Python

Tuesday 2024-11-12 – Link List

Blogging Intensifies Link List for Tuesday 2024-11-12

2024.11.08 – Code Project – Python – Improved FreshRSS Link Lists

Today, I want to talk about recent improvements I have made on my FreshRSS to WordPress Digest Python script. And to make a note on what I would like to do next.

This is the script I used to produce these Link List Posts on [Blogging Intensifies] and Lameazoid. The Github Repository for it is here.

  • The first version was simple, it pulled from the sharded feed of FreshRSS, collected favorited articles, formatted them a bit, then posted a wordpress post of links.
  • Overtime, I wanted these posts to be prettier, so I added a bit more massaging to the formatting, and some HTML code so the links would show up in pretty little formatted boxes. I also decided some sort of summary would be useful, so it pulls the first 100 words or so from a feed item as a teaser.
  • Initially I was using the main share feed from FreshRSS, but I have two blogs, each with vague but disting “themes”. Sharing video game news to [BI] felt a bit silly. Not that it matters, no one reads those lists and its mostly for my reference. I found you could narrow things down by personal tags, so altered the Python script to handle any number of configured blogs and now both get seperate link lists.

So, whats new this round?

Not a lot on the externally visible end. A week or so ago, I found that the Raspberry Pi I had running the script on had died on me. Or, more likely, the SD card did. Whatever the case, the script was not running as scheduled. I have always had a bit of a love/hate with the scheduled run. Some days I barely share anything from the reader, so it makes for weird small posts. Also it ran at like, 10:30P, which was kind of late, and occasionally, I found myself rushing to get through everything to make sure I flagged anything relevant, because I was flipping through it at 5 minutes till.

Right now, I am running it manually. And at irregular intervals. This created a new problem, but its one I had already been planning to fix. The way the FreshRSS shared feed works, you can append a number, X, and get “everything in the last X hours.” When it ran on a cronjob schedule every 24 hours, this number was simply, hardcoded at 24.

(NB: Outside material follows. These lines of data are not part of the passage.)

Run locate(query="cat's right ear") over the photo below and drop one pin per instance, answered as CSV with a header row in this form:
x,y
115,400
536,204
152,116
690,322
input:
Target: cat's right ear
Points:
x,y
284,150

When manually running things, I needed X to be “however many hours since it last ran.” So now, it writes out a simple file with a time stamp, after each run. It also pulls in that file, and calculated the time difference. If the time difference is less than an hour, it defaults to an hour, because “X=0”, just gives the default feed, which may be everything, or may be the last ten items. I am not sure on the limits. If there isn’t a timestamp file, most likely if its being first run, it sets the hours different to 0, and gets everything.

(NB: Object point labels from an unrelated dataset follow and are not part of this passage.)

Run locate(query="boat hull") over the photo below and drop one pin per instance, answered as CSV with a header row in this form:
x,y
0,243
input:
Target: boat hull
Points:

Something else I added this round, everytime I wanted to do modifications, I needed to comment out some lines and uncomment others, so the script would not spam my blog with the same post over and over. Also, I have a time stamp file now that I don’t want to overwrite when testing, since it will probably stop seeing feed items unless they were marked in the last hour.

So I added a flag variable at the top, and encapsulated the business end output in some conditional statements. Now, when I want to test, I just change the “runmode” variable at the tol to “False”, and it stops posting or editing the time stamp file.

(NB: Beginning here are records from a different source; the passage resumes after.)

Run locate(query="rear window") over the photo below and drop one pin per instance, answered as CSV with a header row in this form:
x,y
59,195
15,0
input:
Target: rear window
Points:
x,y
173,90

This was also needed for my third new feature. In addition to posting to the blog, it spits everything out into a simple, dated markdown file. This way, I have a private record of everything shared, since a lot of the point is, “I want to keep these links for reference.” Initially I just spit out the post data, but that was ugly since it was full of HTML tags. So It now compiles together a second, markdown formatted, variable, that gets written to the file. Another key difference, in my private files, I dump the entire article, and not just the 100 word summary.

I don’t want to repost entire articles on my blog, its rude and ugly, hence the summary, but for a private archive of text data, dumping it all is preferable. Articles disappear ALL the time, this is literally 100% of why I save and archive shit like this in the first place.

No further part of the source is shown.